Tin Pan smiled. “Martha earns her keep. She can tote three hundred pounds of cured pelts and she don't ever complain. Once in a while she gets ornery and won't cross a creek if it's up to its banks, but I reckon that just shows good sense.”
“You don't get lonely up here?”
“Naw. There's a few of us old mountain men still prowling these peaks. We get together once in a while to swap tales and catch up.”

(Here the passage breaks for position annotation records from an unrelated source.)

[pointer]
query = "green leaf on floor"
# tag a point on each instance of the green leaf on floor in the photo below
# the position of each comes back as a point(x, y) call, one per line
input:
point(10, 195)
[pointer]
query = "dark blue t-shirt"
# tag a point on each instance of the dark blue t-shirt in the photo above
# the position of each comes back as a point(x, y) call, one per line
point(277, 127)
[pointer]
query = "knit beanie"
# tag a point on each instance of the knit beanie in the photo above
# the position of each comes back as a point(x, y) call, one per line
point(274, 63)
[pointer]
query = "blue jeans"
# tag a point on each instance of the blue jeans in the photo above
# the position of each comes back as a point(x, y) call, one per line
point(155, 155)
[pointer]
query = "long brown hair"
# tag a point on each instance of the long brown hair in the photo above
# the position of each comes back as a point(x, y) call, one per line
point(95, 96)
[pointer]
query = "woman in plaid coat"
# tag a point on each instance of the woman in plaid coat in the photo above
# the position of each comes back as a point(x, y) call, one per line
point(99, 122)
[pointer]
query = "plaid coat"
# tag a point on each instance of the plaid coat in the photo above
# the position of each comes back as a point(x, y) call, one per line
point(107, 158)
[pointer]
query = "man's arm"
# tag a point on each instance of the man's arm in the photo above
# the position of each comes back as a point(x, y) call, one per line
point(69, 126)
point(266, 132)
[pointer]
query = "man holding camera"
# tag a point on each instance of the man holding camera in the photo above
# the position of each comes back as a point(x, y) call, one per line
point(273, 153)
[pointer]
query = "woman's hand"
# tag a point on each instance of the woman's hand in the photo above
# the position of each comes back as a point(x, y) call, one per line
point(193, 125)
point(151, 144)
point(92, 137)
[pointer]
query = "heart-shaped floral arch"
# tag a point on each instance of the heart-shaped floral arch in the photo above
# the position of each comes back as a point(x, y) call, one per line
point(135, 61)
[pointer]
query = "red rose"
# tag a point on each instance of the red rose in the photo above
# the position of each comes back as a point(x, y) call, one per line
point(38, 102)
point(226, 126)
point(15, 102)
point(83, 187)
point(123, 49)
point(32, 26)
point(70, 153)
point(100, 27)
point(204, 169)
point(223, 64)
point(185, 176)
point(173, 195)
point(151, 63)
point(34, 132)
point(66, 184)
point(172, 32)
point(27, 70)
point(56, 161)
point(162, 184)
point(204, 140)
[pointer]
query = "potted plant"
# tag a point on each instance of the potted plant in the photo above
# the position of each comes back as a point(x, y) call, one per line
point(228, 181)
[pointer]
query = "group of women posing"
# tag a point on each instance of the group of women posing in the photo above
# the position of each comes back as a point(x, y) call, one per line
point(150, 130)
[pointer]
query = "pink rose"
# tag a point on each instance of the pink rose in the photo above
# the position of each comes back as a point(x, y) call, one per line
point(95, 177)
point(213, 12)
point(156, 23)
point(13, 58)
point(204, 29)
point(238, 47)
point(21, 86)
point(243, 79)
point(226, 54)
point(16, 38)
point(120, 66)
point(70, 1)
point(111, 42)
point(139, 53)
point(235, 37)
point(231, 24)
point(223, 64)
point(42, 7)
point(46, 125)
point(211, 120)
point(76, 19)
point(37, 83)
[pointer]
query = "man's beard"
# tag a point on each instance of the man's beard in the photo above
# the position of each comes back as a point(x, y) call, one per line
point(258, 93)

“I think I understand,” Frank told him. “I've got a dog. I call him Dog. He's better company than most humans. I've had him for quite a spell.”
“Same goes for Martha,” Tin Pan said, glancing into the pines where his mule and the horses were tied. “She's right decent company, when she ain't in the mood to kick me if I don't get the packsaddle on just right. ”
Frank chuckled. “I want you to know I'm grateful for you helping me with those gunmen.”
Tin Pan gave him a steady gaze. “You're takin' on too much, Morgan, tryin' to go after thirteen more of 'em all by your lonesome.”
“I don't have much of a choice. They're holding my son hostage. I can't turn my back on it.”
“Maybe you do have a choice,” Tin Pan said after he gave it some thought.
“How's that?”
“I might just throw in with you to help get that boy of yours away from Ned Pine. I ain't no gunfighter, but I can damn sure shoot a rifle. If I find a spot on the rim of that canyon, I can take a few of 'em down with my Sharps.”
“It isn't your fight,” Frank said. “But I'm grateful for the offer anyhow.”
“I've been in fights that wasn't mine before,” Tin Pan declared. “Let me study on it some. I'll let you know in the morning what I've decided to do. I'd have to ask Martha about it. She don't like loud noises, like guns.”